For a more integrated presentation, the irruptors match up fairly well with the Atlanteans. They’re still wielders of incomprehensible, godlike technology from another time, only that other time is now sideways rather than forward.[1] Their objective is to reclaim their world, rather than ensure its existence. And like Captain Chronos and other inscrutable time travelers, that objective may be served by acts that work in harmony with AEGIS agents’ own as often as they hinder.

[1] And I write that lacking the full skinny on the Atlanteans, not having yet pored over The Extraterrestrials Sourcebook.

The Kickstarter Compulsion

I’m starting to think of Kickstarter projects as addictive little rushes. I’ve done two now — I can’t remember if crowdfunding the original edition of Wild Talents was actual Kickstarter or something Kickstarter-esque — for Conspiracy X books. There’s more than a bit of frisson, repeatedly checking in on the total, wondering if the project will reach its goal in time.

Most recently, with The Paranormal Sourcebook, Eden Studios threw in some additional enticement. First they offered Zener cards for pledges of a certain level, then created a secondary fundraising goal, on attainment of which the pledged get GM screens for the game. The project reached that secondary goal today, so I’m feeling pretty jazzed, like I accomplished something good and right for the world. That’s probably a gross overestimation of a role-playing game supplement’s impact on the destiny of billions, but it’s possible the book may not have seen the life of day if I hadn’t pledged and done my portion of sharing links and so forth.

And that’s maybe one of the cleverer parts of Kickstarter: the projects are set up that the pledged are motivated to promote. They want the thing being promised, so it’s in their direct self-interest to make it happen by telling friends and interested parties. It’s a built-in marketing effort. And at the end of it, one gets to feel good for contributing to the creation of something that likely otherwise would not have existed.

Of course, I’m crowing before the game’s over. I haven’t actually gotten any of this stuff for which I’ve pledged. The Extraterrestrial Sourcebook has reportedly gone to the printer by now. I wasn’t happy that the two fundraisers overlapped such that I wouldn’t be able to receive and gauge the first book before the pledge deadline for the second passed, but I took a gamble. The play’s still underway, so we’ll see how it goes.

Conspiracy X Extraterrestrials Sourcebook is on Kickstarter

The Extraterrestrials Sourcebook for Eden StudiosConspiracy X game line may see the light of the material world after all. Yesterday afternoon, George Vasilakos opened the Kickstarter page to put out the hard copy version of the book.

I jumped right on board, pledging enough money to get the printed edition. (I think I may have been one of the first two backers, actually . . . ) Of course, this being a Kickstarter project, Eden needs to raise the whole $5,000 by the November 30th deadline in order to collect the funds and send the book to the printer.

Conspiracy X has served me well as the engine for our Doctor Who campaign.

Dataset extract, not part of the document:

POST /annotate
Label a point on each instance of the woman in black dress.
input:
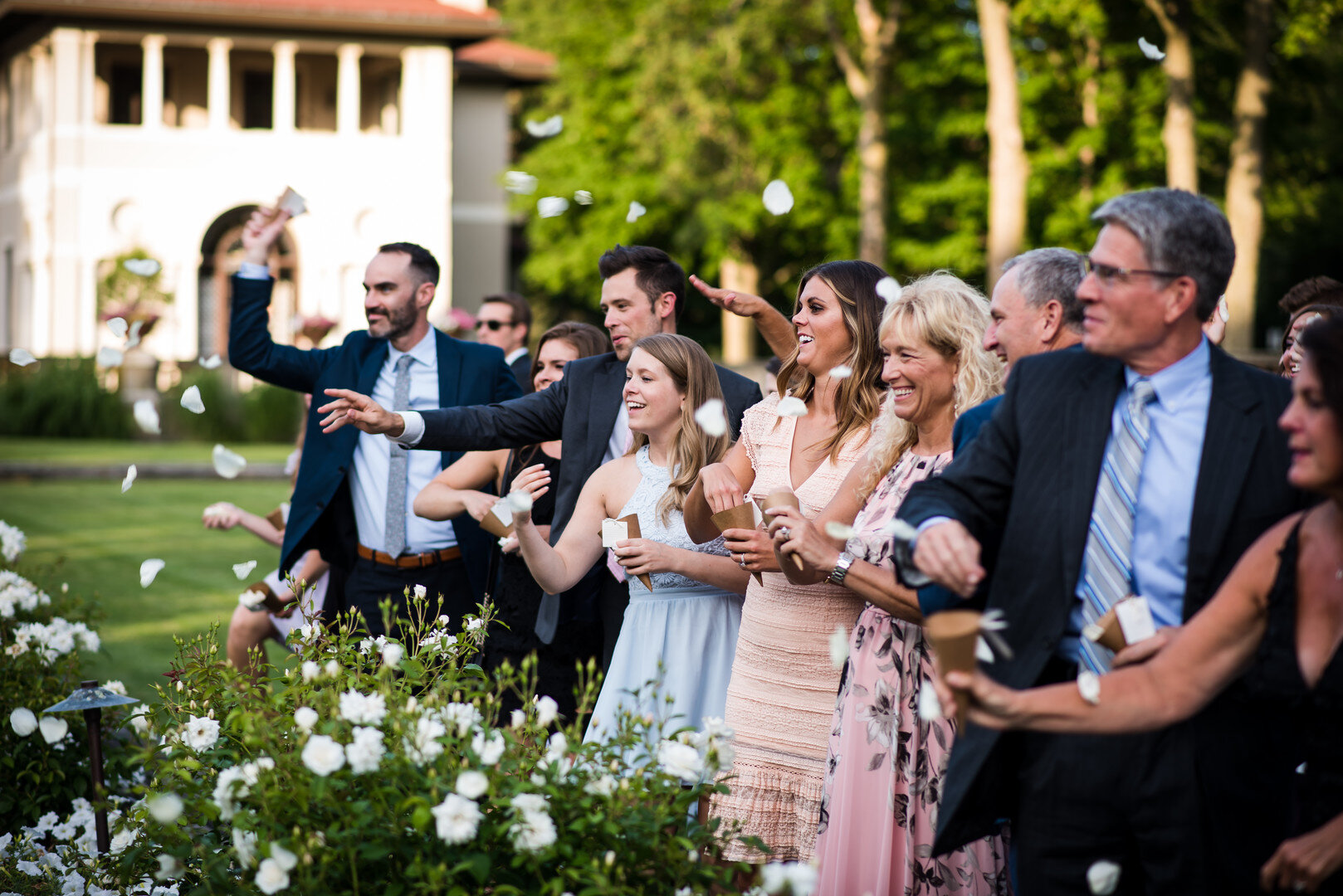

I would love for crowd-funding to revive the series, which gets undue short shrift in the ever-balkanizing role-playing hobby. In addition to the Conspiracy X universe, which blends together the modern mythologies of Men in Black, grey aliens and other weirdness, the game is a solid platform on which to base any game in the modern era. Plus it’s cross-compatible with the other classic Unisystem games, and pretty equally compatible with Cinematic Unisystem material as well.

Furthermore, I would also love for this venture to show Eden Studios that crowd-funding can work for their other unreleased works, especially the WitchCraft supplements caught in their pipeline, so I have more than one reason to throw down for The Extraterrestrials Handbook. Not only could I get that book, but WitchCraft fans might have the opportunity to front for The Book of Geburah.